Details on the preparation and content of a benefit report are set out in section 51.994 of the Act. In brief, the company has to select a third-party standard for defining, reporting and assessing the performance of a benefit company in relation to the commitments set out in its benefit provisions and perform a self-assessment against that third-party standard. The benefit report must set out the results of the assessment along with (a) descriptions of the company's conduct in complying with its obligations under the benefits provisions; (b) descriptions of any hindrances encountered by the company in performing such obligations; and (c) certain information about the third-party standard.
Note on "Certified B Corps"
Several U.S. states have laws like B.C. that allow for various forms of benefit or public benefit companies where performance of the benefit is legally part of the corporate mandate.
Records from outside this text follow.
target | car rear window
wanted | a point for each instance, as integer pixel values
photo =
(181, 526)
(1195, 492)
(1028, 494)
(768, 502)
There are also companies that call themselves "Certified B Corporations", which have typically been certified by the not-for-profit "B Lab" after completing an assessment. One of the steps for obtaining certification is meeting what B Lab calls the "legal requirement". In jurisdictions where benefit companies do not exist, B Lab requires companies to add provisions to their constating documents allowing the company to act in a way that considers its impact on society and the environment and protects the directors and officers from liability arising from those considerations. It is questionable, under Canadian law, whether the inclusion of these provisions in the constating documents of a company that is not a benefit company would allow the directors and officers of the company to pursue activities that, while socially important, might negatively impact the company's financial interests. The amendments to the Act allowing for benefit companies solves this problem in British Columbia.
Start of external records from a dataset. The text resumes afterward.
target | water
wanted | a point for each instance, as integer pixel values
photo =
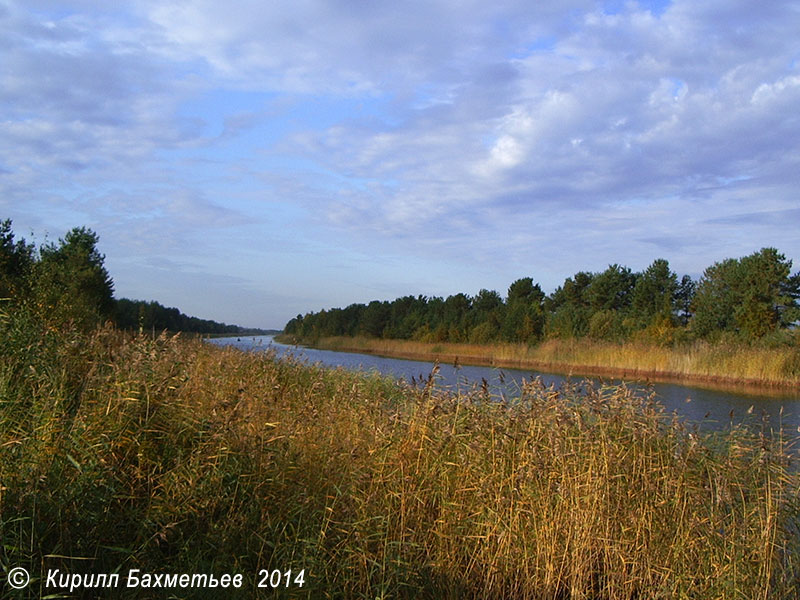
(710, 408)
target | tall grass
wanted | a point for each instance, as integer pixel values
(699, 360)
(171, 455)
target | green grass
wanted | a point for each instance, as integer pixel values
(172, 455)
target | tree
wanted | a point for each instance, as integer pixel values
(750, 296)
(71, 283)
(684, 296)
(16, 261)
(524, 317)
(654, 294)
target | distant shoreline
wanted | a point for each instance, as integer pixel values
(735, 367)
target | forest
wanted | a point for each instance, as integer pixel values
(738, 300)
(68, 282)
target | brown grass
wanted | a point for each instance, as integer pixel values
(178, 456)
There is evidence to suggest that investors are increasingly interested in finding sustainable and responsible means of investment and it is possible that benefit companies have a role in serving that interest. It will be interesting to see how popular benefit companies become in British Columbia and whether other Canadian jurisdictions will follow suit in creating them, as a majority of the U.S. states have done.
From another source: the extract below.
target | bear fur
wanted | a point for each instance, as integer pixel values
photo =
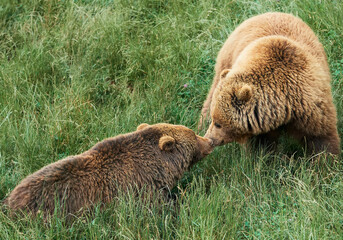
(272, 75)
(154, 157)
Bennett Jones would be pleased to assist with any questions relating to the creation or structure of a B.C. Benefit company and determining if it may be suitable for your business.1. British Columbia also allows for the creation of community contribution companies (CCCs). Directors and officers of CCCs must "act with a view to the community purposes of the company set out in its articles". However, this obligation would appear to be subordinate to the general obligation to act with a view to the best interests of the company. In addition, directors and officers are not clearly protected from liability should acting with a view to the community purpose of the company negatively impact on the best interests of the company. Finally, CCCs are subject to certain restrictive financial provisions which make them less than desirable to investors.